Dunedin will experience an invasion this weekend not seen since its gold rush days.
The cause? One man and his guitar.
Ed Sheeran is in town, and with him, 65,000 visitors who will swell Dunedin’s population by more than a third.
The influx is causing major traffic headaches for the New Zealand traffic agency, as it plans to manage 21,000 extra cars entering the city.
But accommodation houses and restaurants are reaping the rewards, with venues booked out all over Dunedin – many since before the tickets even went on sale last May.
Otago Motel Association president Sue Rhodes said all rooms at her motel were booked within four minutes of confirmation last May that Sheeran’s would play, and it was a similar story for most of the city.
”Absolutely everything will have been booked out. Anything that’s got a bed will be gone,” she told the Otago Daily Times.
Commodore Motel owner Rick Meder said he had never experienced a rush like that following the announcement that Sheeran was coming.
”It’s bigger than an All Blacks’ test because he appeals to a completely different audience,” he said.

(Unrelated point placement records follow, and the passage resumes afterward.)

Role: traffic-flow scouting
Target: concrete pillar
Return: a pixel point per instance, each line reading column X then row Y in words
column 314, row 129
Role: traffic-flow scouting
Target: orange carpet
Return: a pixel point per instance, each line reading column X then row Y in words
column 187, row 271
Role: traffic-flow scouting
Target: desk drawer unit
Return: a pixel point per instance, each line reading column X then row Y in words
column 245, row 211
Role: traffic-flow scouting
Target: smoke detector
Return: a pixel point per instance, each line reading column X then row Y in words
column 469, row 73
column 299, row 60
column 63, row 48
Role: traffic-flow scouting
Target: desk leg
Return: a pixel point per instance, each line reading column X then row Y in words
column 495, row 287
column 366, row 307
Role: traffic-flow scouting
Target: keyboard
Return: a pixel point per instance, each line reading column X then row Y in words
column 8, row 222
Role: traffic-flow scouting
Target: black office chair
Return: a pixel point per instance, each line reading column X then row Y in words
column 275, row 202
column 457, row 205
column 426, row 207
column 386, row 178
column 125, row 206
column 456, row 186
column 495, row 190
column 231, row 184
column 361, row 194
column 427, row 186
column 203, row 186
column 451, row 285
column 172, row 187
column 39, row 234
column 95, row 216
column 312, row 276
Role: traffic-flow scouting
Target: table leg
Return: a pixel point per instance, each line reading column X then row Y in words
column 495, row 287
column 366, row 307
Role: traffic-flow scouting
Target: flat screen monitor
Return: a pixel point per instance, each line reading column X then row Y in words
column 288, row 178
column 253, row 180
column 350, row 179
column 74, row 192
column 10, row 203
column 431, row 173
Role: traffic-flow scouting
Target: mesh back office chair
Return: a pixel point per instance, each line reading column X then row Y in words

”Ed Sheeran appeals to everybody. Anyone from a teenager right up to a grandma.”
Hospitality New Zealand Otago president Mark Scully told stuff.co.nz that the weekend influx was “bigger than anything we’ve ever seen”.
“Accommodation’s full, private accommodation’s full. It’s not just the commercial accommodation which is obviously chocka, I think the town is bursting at the seams in terms of people hosting their friends.”

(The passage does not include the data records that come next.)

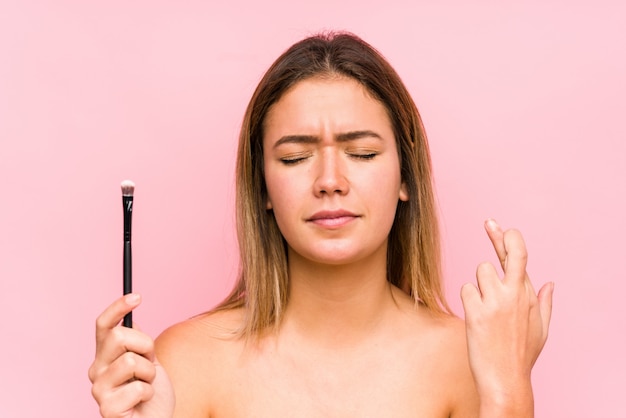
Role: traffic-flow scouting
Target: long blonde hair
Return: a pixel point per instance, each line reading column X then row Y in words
column 413, row 254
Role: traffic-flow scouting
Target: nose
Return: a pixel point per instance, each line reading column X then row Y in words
column 331, row 174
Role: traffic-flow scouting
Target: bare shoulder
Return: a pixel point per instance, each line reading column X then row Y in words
column 438, row 343
column 453, row 364
column 197, row 355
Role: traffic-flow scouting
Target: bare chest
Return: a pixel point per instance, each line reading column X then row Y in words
column 331, row 386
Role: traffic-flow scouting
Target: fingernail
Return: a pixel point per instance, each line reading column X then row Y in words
column 132, row 298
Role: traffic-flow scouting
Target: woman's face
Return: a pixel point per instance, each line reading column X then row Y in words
column 332, row 171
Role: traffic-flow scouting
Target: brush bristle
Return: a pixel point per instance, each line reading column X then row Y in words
column 128, row 187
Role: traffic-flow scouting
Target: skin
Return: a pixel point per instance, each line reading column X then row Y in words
column 349, row 344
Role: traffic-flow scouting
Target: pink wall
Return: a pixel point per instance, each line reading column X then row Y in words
column 524, row 104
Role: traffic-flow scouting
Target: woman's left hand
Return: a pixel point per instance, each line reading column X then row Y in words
column 507, row 327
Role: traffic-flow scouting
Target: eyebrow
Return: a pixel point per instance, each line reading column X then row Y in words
column 312, row 139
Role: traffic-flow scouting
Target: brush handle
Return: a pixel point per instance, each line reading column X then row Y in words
column 127, row 202
column 128, row 280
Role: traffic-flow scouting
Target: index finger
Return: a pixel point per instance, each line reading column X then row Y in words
column 516, row 256
column 114, row 313
column 496, row 236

Restaurants are also booked out, with Ironic Café and Bar owner Steve Wilson reporting he had been planning around the weekend for months.
“The biggest event that we’ve ever had was the Rugby World Cup in 2011. This is going to be bigger than that,” he said.

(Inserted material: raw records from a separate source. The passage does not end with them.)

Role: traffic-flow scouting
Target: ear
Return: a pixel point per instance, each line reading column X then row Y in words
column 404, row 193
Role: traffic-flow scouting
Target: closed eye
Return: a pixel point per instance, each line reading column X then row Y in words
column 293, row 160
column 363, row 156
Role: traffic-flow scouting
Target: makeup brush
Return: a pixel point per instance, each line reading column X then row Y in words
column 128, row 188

Sheeran said he understood the “kerfuffle” his visit was causing for the usually sedate Otago city, because big names coming to his similarly-sized home town of Ipswich were such a rarity during his childhood that they would fuel a similar frenzy.
We have never seen anything like it in this city,” venues manager Terry Davies told stuff.co.nz.
“It will be a test, but it will be amazing.”